The assertion comes a day after the ‘Election Laws (Amendment) Bill, 2021’ to link electoral roll data with the Aadhaar ecosystem and bring other poll reforms was passed by the Lok Sabha after a brief debate and amid demand by the Opposition to refer it to a standing committee.
Government sources said the bill incorporates various electoral reforms which have been discussed for a long time.
Registration in the electoral roll is done based on an application by a person who is eligible to be registered as a voter and this bill has a provision whereby the new applicant may voluntarily provide the Aadhaar number along with the application for the purpose of identity, they said.
No application would be rejected on the grounds that Aadhaar number had not been provided, sources added.
Aadhaar linking with electoral roll will solve “one of the major problems” in electoral database management which is multiple enrolment of the same person at different places, they said.
This may be due to the frequent shifting of residence by electors and getting enrolled in the new place without deleting the previous enrolment, sources noted.
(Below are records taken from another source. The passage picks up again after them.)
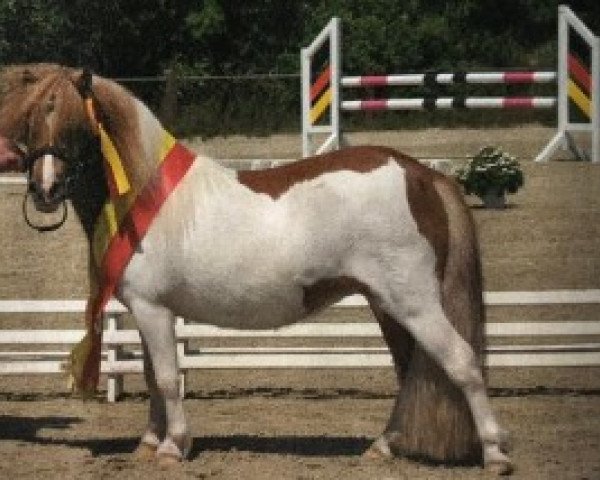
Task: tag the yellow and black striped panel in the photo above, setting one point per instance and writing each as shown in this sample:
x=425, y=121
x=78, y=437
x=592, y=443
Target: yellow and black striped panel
x=579, y=89
x=320, y=85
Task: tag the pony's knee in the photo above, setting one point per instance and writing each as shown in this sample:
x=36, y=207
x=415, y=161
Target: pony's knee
x=463, y=369
x=168, y=385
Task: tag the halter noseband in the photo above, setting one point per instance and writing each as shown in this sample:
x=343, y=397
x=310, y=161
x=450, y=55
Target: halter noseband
x=28, y=163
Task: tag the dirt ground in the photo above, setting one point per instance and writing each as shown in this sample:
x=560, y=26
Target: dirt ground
x=315, y=424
Thus, the possibility of electors whose names appear in more than one electoral roll or at times more than once in the same electoral roll can be removed, they said.
Once Aadhaar linkage is achieved, the electoral roll data system will instantly alert the existence of previous registration(s) whenever a person applies for new registration, sources said.
This would help in “cleaning” the electoral roll to a great extent and facilitate voter registration in the location at which they are ‘ordinarily resident’, sources added.
Besides linking electoral roll to Aadhaar, the bill also seeks to make the statutes gender neutral by substituting the term ‘wife’ with ‘spouse’ to allow husbands of service voters to cast their vote from the place where their wives are posted. It also seeks to provide four qualifying dates – January 1, April 1, July 1 and October 1 – in a year for registration of voters, instead of a single qualifying date – January 1.